Daisy melesat ke dalam kamarya yang berada tidak jauh dari kamarku. Aku membuka
gembok, lalu mengucapkan salam masuk ke dalam kamarku. Aku merebahkan diri sebentar,
lelah juga seharian ini. Pandanganku tertuju pada dream catcher berwarna merah muda tua,
sejenak kenangan itu kembali terasa. Itu benda pemberian dari Abraham saat kita baru jadian
dan pergi ke pantai dulu, aku sengaja masih menyimpannya karena menganggapnya sebagai
kenang-kenangan darinya. Hatiku seketika sesak ketika kenangan itu kembali terlintas, masih
terasa sampai hari ini.

Hatiku sulit membenci Abraham setelah apa yang dilakukan pria itu terhadapku. Aku selalu
mencoba yang terbaik dan masih mencoba memperbaiki apa yang salah dariku saat itu, tapi
pada akhirnya aku kalah. Dia memutuskanku dengan banyak alasan yang membuatku sedih
berkepanjangan.

Kuusap air mata yang menetes tiba-tiba, selalu seperti ini. Setelah menyibukkan diri dengan
segala hal namun lagi-lagi aku teringat tentangnya ketika semua aktivitas sudah kulalui. Aku
pikir dengan aku sibuk aku bisa melupakannya, tapi nyatanya dia masih terngiang
dikepalaku, apalagi kita baru saja bertemu tadi.

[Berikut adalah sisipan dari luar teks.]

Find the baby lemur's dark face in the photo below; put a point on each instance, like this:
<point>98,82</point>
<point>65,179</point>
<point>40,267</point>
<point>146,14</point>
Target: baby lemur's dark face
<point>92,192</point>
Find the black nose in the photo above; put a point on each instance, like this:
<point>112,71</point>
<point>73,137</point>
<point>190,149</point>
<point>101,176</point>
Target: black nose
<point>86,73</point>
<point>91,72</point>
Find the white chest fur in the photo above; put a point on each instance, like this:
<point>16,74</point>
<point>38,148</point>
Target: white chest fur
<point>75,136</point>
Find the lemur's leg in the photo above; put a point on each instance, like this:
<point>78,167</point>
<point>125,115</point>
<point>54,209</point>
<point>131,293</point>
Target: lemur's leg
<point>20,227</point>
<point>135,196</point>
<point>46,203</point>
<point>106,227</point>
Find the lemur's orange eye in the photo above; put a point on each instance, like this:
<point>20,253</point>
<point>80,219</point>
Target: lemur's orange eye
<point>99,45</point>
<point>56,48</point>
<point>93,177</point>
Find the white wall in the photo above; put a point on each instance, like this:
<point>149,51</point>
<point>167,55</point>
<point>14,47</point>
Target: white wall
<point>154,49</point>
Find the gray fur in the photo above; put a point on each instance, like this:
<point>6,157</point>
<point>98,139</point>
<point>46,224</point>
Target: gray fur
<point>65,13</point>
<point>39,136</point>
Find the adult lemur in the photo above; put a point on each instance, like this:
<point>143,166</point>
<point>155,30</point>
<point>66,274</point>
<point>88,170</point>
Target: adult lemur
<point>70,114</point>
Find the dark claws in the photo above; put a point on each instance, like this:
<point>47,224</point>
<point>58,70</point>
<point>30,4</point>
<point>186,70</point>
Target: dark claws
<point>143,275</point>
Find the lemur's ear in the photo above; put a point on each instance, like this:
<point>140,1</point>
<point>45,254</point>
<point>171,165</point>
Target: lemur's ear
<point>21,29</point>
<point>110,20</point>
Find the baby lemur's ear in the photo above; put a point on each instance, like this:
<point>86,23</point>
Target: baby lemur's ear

Dering ponsel menginterupsi ruanganku, aku melihat layar ponsel dan menemukan nama
Rasya.

“Halo.” Uajrku malas.

“Dy, kamu marah ya sama aku?”

Aku tidak menanggapi, hanya diam sembari melepas hijabku dan mulai membersihkan
wajahku dengan milk cleanser.

“Aku ngga bermaksud buat kamu sedih lagi, aku cuma ingin ngetes kamu beneran udah
move-on belum.”

Mendengarnya berbicara membuatku menghela nafas jengah, aku males jika harus
membicarakan tentang Abraham.

“Kalau kamu begitu, gimana aku mau move-on sya?”

“Eh, jadi kamu belum move-on?” Tanyanya sedikit terkejut.

“Bukan belum, tapi gagal. Aku sedang mencoba menghindar biar ngga sakit hati, tapi kamu
malah mengajak dia makan bareng kita.”

“Maaf dy..” Ujarnya disebrang telefon.

“Sudahlah, aku mau tidur.”

“Ya sudah, goodnight..”

Aku menghela nafas, sedikit termenung ketika mengingat kembali wajah dari Abraham
sampai-sampai aku terekjut ketika Daisy yang masuk ke dalam kamarku.

“Loh mba, kok belum bersih-bersih.”

“Iya ini mau kok.” Ujarku melangkah keluar menuju kamar mandi untuk membersihkan
wajah dan mengambil air wudlu karena belum sholat isya pula.